Johns Hopkins’ obesity researchers join UB

Published March 13, 2014 This content is archived.

Two researchers from the Johns Hopkins Global Center on Childhood Obesity (JHGCCO) recently joined the Department of Social and Preventive Medicine, School of Public Health and Health Professions, where they are working on projects funded by the National Institutes of Health (NIH).

Hong Xue, appointed a research assistant professor at UB, played an active role in the leadership of the JHGCCO, which was established with a $16 million NIH center grant and institutional funding. He served as the center’s project manager and helped manage its research and resource core.

A key research project of the center has been transferred to UB under the direction of Youfa Wang, chair of the Department of Social and Preventive Medicine and founding director of the JHGCCO. Some of Wang’s research team members are still based at Hopkins and his team is collaborating with colleagues from Hopkins and other domestic and international partner institutions in the project.

Shiyong Liu, associate professor in the Research Institute of Economics and Management at Southwestern University of Finance and Economics, China, is a visiting scholar in the UB department; he previously was a visiting scholar in the JHGCCO.

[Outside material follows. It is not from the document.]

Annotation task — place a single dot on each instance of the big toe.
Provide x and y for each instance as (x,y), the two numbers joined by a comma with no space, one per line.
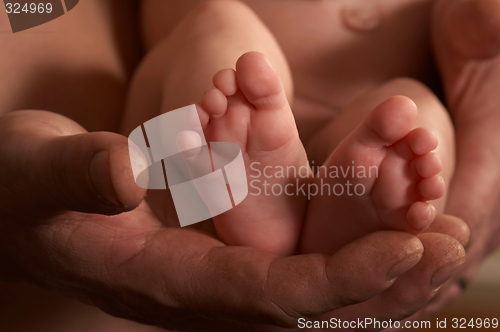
(259,81)
(388,123)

Xue conducts interdisciplinary research in public health and, in particular, integrates economics, nutrition, epidemiology and systems science in the study of obesity and non-communicable chronic diseases in a global context.

His current work includes a China-U.S. comparative study of childhood obesity using a combination of sophisticated statistical approaches, innovative systems models and multiple, big data sets to examine the longitudinal changes in the food system and dietary patterns.

“His purpose is to identify the key contextual drivers of childhood obesity in China’s fast changing economic, social and cultural environments,” says Wang, “and the systems models he is developing will help assess cost-effectiveness of potential intervention options.”

Liu received a bachelor’s degree in engineering, with a specialty in control theory, from China’s Northeast Petroleum University; a master’s degree in management science and engineering from Guangdong University of Technology; and PhD in industrial and systems engineering from Virginia Polytechnic Institute and State University.

His research interests range from policy evaluation, modeling of enterprise management systems and systems engineering to pricing policy in obesity prevention and intervention, economic evaluation of diabetes interventions and the design of complex socio-technic systems. He is widely published in peer-reviewed journals and has received grants from China’s Ministry of Education and Social Science Foundation. He also has worked on research funded by the National Science Foundations in the U.S. and China.